Although R. C. 2743.03(A) states that "the court" has "full equity powers in all actions within its jurisdiction and may entertain and determine all counterclaims, crossclaims, and third party claims," it is our opinion that this language refers solely to the jurisdiction of a judge of the Court of Claims in a conventional civil action, rather than the much more limited jurisdiction of the clerk (or deputy clerk—see R. C. 3.06 and C. C. R. 6) in administrative determinations under R. C. 2743.10.
The nature of the claim against the state which the clerk may decide is considerably different than that of a
Not only does the differing nature of the counterclaim and the original claim against the state militate against a conclusion that the clerk may determine both of them, but the very nature of the administrative determination process may also do so. This is suggested by R. C. 2743.10(E) which states that an administrative determination against the state is to be processed for payment under R. C. 2743.19 "as if it were a judgment" (emphasis added). Therefore, although the state has consented to pay when directed by the clerk or deputy clerk and although R. C. 2743.10(D) provides that the claimant may not commence a subsequent action on the same facts in the Court of Claims, the "as if" language of R. C. 2743.10(E) implies that an administrative determination requiring payment by an individual might not possess the binding force of a judgment.
Further, the statute expressly limits the monetary jurisdiction of the clerk for claims against the state (R. C. 2743.10[A]).
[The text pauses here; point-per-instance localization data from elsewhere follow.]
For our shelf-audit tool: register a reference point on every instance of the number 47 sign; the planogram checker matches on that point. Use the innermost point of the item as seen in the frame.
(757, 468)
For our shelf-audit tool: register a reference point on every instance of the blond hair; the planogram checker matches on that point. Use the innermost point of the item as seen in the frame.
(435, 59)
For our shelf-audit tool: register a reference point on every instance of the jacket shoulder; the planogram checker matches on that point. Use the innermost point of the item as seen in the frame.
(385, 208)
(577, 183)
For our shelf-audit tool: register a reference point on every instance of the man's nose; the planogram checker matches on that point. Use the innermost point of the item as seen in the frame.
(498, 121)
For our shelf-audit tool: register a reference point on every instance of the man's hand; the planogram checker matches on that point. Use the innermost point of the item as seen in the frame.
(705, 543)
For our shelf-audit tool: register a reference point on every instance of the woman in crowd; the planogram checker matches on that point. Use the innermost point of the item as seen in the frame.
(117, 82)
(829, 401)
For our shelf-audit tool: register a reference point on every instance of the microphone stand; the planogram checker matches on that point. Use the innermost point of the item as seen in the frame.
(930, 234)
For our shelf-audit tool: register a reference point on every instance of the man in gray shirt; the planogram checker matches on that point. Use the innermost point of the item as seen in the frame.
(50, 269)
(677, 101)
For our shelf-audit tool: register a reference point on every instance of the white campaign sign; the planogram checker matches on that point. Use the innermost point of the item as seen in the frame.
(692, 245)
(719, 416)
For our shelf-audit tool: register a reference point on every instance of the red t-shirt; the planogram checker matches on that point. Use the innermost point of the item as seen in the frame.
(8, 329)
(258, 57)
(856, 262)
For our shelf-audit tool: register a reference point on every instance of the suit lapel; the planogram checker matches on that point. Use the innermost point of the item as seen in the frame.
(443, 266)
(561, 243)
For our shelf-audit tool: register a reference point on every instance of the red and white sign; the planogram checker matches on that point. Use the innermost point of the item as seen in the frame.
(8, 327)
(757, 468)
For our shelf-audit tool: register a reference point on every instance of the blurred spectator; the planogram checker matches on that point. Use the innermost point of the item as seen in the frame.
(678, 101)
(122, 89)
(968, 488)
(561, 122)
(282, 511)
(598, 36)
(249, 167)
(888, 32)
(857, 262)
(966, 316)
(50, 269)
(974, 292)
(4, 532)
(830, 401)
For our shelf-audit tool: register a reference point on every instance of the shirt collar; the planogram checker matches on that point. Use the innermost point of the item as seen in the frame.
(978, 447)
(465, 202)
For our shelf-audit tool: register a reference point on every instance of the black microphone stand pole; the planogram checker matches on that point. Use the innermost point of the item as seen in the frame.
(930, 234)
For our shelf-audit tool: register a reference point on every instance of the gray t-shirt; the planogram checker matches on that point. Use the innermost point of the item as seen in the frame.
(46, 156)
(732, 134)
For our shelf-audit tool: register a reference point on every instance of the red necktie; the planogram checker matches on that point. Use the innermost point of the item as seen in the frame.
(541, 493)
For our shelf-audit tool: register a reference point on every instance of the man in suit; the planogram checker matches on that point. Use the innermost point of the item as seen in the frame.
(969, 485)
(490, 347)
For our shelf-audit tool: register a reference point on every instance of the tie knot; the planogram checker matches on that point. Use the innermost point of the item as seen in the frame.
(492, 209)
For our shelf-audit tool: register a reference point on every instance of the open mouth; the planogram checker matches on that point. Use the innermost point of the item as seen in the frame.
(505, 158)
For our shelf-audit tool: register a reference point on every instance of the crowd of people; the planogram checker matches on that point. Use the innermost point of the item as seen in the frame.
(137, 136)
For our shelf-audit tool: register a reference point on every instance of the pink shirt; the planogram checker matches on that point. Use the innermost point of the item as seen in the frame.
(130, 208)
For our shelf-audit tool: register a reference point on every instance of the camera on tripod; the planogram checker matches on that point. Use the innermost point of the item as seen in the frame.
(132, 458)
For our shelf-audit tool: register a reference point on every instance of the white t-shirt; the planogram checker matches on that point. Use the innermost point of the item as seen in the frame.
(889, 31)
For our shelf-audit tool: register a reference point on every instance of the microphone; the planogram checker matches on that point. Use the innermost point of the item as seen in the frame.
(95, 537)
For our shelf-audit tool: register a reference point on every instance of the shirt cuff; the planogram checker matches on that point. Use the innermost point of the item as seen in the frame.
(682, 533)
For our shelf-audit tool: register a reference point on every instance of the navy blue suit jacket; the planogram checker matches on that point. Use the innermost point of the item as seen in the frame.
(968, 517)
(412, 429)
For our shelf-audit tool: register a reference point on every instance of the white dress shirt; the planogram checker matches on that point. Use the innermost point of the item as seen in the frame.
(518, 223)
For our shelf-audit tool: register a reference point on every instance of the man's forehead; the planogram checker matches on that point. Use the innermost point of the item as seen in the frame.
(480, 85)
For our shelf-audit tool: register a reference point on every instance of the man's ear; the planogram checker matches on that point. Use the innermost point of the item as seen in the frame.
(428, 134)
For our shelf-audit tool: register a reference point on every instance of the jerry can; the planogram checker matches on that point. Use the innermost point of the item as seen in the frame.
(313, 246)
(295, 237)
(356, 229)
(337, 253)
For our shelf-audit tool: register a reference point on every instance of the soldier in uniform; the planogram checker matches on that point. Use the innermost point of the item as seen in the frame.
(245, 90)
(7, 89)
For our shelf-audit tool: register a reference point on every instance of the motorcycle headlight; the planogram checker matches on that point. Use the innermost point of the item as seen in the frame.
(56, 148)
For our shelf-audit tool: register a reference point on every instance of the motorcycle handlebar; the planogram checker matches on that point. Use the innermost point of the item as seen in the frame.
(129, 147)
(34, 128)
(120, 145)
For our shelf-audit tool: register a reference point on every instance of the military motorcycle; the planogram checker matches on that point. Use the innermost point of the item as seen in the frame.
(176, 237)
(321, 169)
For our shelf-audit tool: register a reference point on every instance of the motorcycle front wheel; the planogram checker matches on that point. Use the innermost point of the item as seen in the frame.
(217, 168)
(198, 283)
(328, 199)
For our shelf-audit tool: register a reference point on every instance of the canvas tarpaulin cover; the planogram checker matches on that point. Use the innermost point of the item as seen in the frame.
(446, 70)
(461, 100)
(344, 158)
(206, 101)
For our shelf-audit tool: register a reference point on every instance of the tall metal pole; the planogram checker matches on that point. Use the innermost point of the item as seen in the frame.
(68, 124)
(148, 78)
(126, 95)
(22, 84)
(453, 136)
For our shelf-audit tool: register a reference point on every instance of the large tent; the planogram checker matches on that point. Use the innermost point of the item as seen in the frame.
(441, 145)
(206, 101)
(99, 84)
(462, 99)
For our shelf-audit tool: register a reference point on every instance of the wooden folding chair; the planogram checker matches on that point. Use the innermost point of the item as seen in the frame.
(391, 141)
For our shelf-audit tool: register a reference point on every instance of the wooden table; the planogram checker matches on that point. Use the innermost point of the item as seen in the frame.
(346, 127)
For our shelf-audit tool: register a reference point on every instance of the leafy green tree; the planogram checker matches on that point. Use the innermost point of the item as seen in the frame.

In light of this, it is exceedingly unlikely that the General Assembly intended to silently endow him with unlimited counterclaim jurisdiction.
With this absence of jurisdiction in the clerk, there are two plausible alternatives for dealing with the counterclaim:
In contrast to this statutory scheme which evidences a legislative intent of encouraging the filing of small claims against the state, the judicial determination of these counterclaims could often deter such filings since, if the potential claimant did not commence an action in the Court of Claims, the state, if it chose to pursue its claim against him, would have to venue it in accordance with Civ. R. 3. The claimant, therefore, might well decide that the value of pursuing a small claim against the state was outweighed by the potential inconvenience and expense of defending a possible counterclaim in a formal judicial proceeding in Columbus. (This situation is, of course, far different than that of the plaintiff who files a conventional civil action with the Court of Claims, since he expects a formal proceeding before a judge in any event.)
In addition, this practice would seem inconsistent with the appellate process for administrative determinations since the court could serve as trier of fact for the counterclaim (when no jury was demanded) and then as the sole appellate tribunal for the claim against the state arising from the same occurrence or transaction (R. C. 2743.10[D]).
We, therefore, conclude that sections (A) through (F) and (J) of Civ. R. 13 are inconsistent with R. C. 2743.10, and that this counterclaim should be dismissed without prejudice to refiling in a court of competent jurisdiction if the Department should so choose. Such a procedure should not be any more likely to produce inconsistent results than judicial determination by the Court of Claims. In each instance, the counterclaim would be subject to trial by jury, and in each instance, the counterclaim and the claim against the state would have different final appellate tribunals (R. C. 2743.10[D] and 2743.20). Thus, this mild departure from modern notions of avoiding a multiplicity of suits on the same subject matter seems justified in light of its value in effectuating the purposes of the administrative determination process.
Although R. C. 951.02 appears to impose strict liability upon the owner of an animal which is permitted to run at large on a public road, it has been interpreted as protecting only against trespasses and trespass-related injuries, Bolton v. Barkenhurst (1973), 40 Ohio App.2d 353. Thus, the ordinary negligence standard applies in the present case.
Since plaintiff has not demonstrated that defendant had notice of the escape or of any defect in the fence prior to the accident and since she has failed to show that the fence was improperly maintained or in any way inferior to those in general use for similar purposes, the court must conclude that she has not proved any negligence on the part of the defendant. With this resolution of the negligence issue, the court need not decide whether the driver's conduct amounted to contributory negligence imputable to plaintiff under R. C. 4507.07.
Complaint and counterclaim dismissed.